MONeT: Memory Optimized Network Training

Updated 9 December 2025

MONeT is a methodology that minimizes memory consumption during deep neural network training by optimizing write operations and recomputation strategies.
It leverages low-rank gradient accumulation (LRT) and MILP-based checkpointing to address hardware constraints on both emerging NVM devices and GPUs.
Empirical evaluations demonstrate significant memory reductions and improved accuracy, supporting energy-efficient, on-device, and large-scale training.

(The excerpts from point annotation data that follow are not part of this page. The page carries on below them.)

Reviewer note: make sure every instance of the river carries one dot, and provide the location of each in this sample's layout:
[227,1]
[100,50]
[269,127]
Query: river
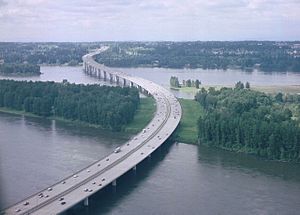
[179,179]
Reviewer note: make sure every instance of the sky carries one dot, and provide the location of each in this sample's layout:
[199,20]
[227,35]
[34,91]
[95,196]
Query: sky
[148,20]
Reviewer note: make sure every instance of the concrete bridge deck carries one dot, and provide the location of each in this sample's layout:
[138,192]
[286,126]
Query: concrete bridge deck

Memory Optimized Network Training (MONeT) encompasses a class of methodologies designed to minimize memory consumption during the training of deep neural networks, with distinct paradigms developed for both traditional digital accelerators (notably GPUs) and emerging hardware platforms such as resistive non-volatile memory (NVM) devices. MONeT approaches aim to reconcile stringent hardware constraints with the computational demands of network training, primarily by algorithmically reducing the number of memory writes and the total auxiliary memory usage, or by globally optimizing the storage and recomputation of intermediate activations without sacrificing accuracy (Gural et al., 2020, Shah et al., 2020).

1. Problem Statements and Targeted Constraints

Two principal variants of the MONeT paradigm have been proposed in the literature.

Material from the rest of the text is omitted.